In most cases, four weightings are enough, but I can't get rid of the fifth (in case 4), and I do not see a better strategy. (Note that all other cases are symmetric to (one of) the mentioned ones, and thus can be sone as fast.)

Somewhat based off the previous answer but I think we can do better than $$8$$ weightings.

$$6$$ tries in worst case

Number coins from $$1$$ to $$36$$ and denote the coins $$\;i, i+1, \dots , j\;$$ as $$[i,j]$$.

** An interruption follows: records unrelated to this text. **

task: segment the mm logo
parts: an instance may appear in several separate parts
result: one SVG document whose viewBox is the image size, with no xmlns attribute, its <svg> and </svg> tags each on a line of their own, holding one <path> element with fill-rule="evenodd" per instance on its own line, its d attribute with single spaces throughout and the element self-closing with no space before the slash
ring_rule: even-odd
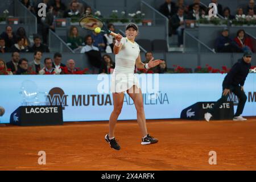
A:
<svg viewBox="0 0 256 182">
<path fill-rule="evenodd" d="M 248 93 L 248 102 L 256 102 L 256 92 L 249 92 Z"/>
<path fill-rule="evenodd" d="M 239 100 L 234 93 L 230 92 L 228 97 L 228 102 L 233 102 L 234 103 L 234 106 L 237 106 L 238 105 Z"/>
<path fill-rule="evenodd" d="M 48 104 L 51 106 L 62 105 L 63 109 L 67 105 L 68 95 L 65 95 L 63 90 L 60 88 L 55 87 L 52 88 L 47 96 Z"/>
</svg>

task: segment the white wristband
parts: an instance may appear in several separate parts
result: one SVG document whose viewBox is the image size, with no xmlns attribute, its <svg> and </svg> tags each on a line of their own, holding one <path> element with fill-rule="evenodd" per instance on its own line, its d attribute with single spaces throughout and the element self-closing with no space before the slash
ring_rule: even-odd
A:
<svg viewBox="0 0 256 182">
<path fill-rule="evenodd" d="M 145 64 L 145 68 L 146 68 L 146 69 L 149 69 L 150 68 L 148 67 L 148 64 Z"/>
<path fill-rule="evenodd" d="M 121 46 L 121 41 L 115 40 L 115 46 L 117 46 L 117 47 L 119 47 Z"/>
</svg>

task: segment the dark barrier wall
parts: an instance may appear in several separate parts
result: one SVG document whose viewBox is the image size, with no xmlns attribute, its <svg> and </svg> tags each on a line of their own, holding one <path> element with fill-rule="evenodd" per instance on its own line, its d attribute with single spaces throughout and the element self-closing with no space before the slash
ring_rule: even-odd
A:
<svg viewBox="0 0 256 182">
<path fill-rule="evenodd" d="M 11 59 L 11 53 L 0 54 L 0 58 L 3 59 L 6 62 L 9 61 Z M 53 53 L 44 53 L 43 54 L 42 61 L 44 58 L 49 57 L 53 58 Z M 103 55 L 105 54 L 102 53 Z M 81 68 L 90 68 L 88 64 L 88 57 L 85 54 L 81 53 L 62 53 L 62 63 L 65 64 L 69 59 L 73 59 L 76 62 L 76 67 Z M 113 60 L 114 61 L 115 55 L 110 54 Z M 32 53 L 23 53 L 20 54 L 21 57 L 25 57 L 30 61 L 33 60 Z M 144 53 L 141 54 L 142 61 L 145 60 Z M 231 67 L 237 61 L 238 59 L 242 57 L 242 53 L 202 53 L 199 55 L 197 53 L 154 53 L 153 56 L 155 59 L 164 59 L 167 61 L 167 67 L 173 68 L 174 65 L 180 65 L 185 68 L 191 68 L 192 69 L 196 68 L 200 65 L 202 67 L 208 64 L 214 68 L 221 69 L 222 66 L 226 66 L 228 68 Z M 253 55 L 251 64 L 256 65 L 256 53 Z"/>
</svg>

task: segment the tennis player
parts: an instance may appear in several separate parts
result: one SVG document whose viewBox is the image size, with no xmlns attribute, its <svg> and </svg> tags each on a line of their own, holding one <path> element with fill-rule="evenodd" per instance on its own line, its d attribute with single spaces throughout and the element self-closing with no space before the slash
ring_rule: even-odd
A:
<svg viewBox="0 0 256 182">
<path fill-rule="evenodd" d="M 139 45 L 135 42 L 138 35 L 138 26 L 129 23 L 126 27 L 126 38 L 118 34 L 115 37 L 114 53 L 115 55 L 115 67 L 111 77 L 110 90 L 113 94 L 114 110 L 109 119 L 109 133 L 105 136 L 110 147 L 119 150 L 121 147 L 114 136 L 115 125 L 121 113 L 123 103 L 124 93 L 127 93 L 133 99 L 137 113 L 137 122 L 142 133 L 142 144 L 150 144 L 158 142 L 156 138 L 147 133 L 143 101 L 138 81 L 134 75 L 135 65 L 137 68 L 150 69 L 160 63 L 162 60 L 153 61 L 154 57 L 148 64 L 141 61 Z"/>
<path fill-rule="evenodd" d="M 231 68 L 229 72 L 226 76 L 223 81 L 223 92 L 221 98 L 215 104 L 213 107 L 210 109 L 208 113 L 204 114 L 204 118 L 207 122 L 210 121 L 210 118 L 214 114 L 215 111 L 224 103 L 226 102 L 229 94 L 230 92 L 234 93 L 239 98 L 238 105 L 233 120 L 234 121 L 246 121 L 241 114 L 243 113 L 247 96 L 243 90 L 243 85 L 245 79 L 251 68 L 251 52 L 246 51 L 242 59 L 238 60 Z"/>
</svg>

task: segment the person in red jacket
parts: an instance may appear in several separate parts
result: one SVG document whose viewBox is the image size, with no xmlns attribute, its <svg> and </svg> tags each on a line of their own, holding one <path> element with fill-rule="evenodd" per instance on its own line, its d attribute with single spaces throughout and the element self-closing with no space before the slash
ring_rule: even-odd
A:
<svg viewBox="0 0 256 182">
<path fill-rule="evenodd" d="M 254 51 L 251 40 L 250 38 L 246 36 L 243 30 L 240 30 L 237 31 L 237 37 L 234 39 L 234 41 L 243 51 Z"/>
</svg>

First let us compare $$[1,1]$$ with $$[2,2]$$. If they are not equal, then clearly exactly one of the two coins must be a fake. In that case, our next comparisons will be as follows:
$$[1, 2]$$ vs $$[3, 4]$$
$$[1, 2]$$ vs $$[5, 6]$$
$$[1, 2]$$ vs $$[7, 8]$$
$$[1, 2]$$ vs $$[9, 10]$$

If we get equal weights for some group, then that group contains exactly $$1$$ fake as well. Otherwise the possibilities for that group are either both fakes or both real. Since we have exactly $$4$$ fakes in total so the "both fakes" group can only occur once. Similarly if we get the equal verdict twice, then there won't be any "both fakes" group.

Thus if we get a non-equal verdict at least twice, then we know which groups contains "both real" and we have our answer in $$5$$ weightings.

Now what if $$1$$ and $$2$$ have equal weights? So either both are real or both are fake. Then we compare $$[1,2]$$ with $$[3,4]$$. If they are not equal, we do the following comparisions:
$$[1,4]$$ vs $$[5,8]$$
$$[1,4]$$ vs $$[9,12]$$
$$[1,4]$$ vs $$[13,16]$$
$$[1,4]$$ vs $$[17,20]$$

Since $$[1,4]$$ contains either $$1$$, $$2$$ or $$3$$ fakes, so using similar logic again we can find a group with $$4$$ real coins by looking at the majority non-equal verdict.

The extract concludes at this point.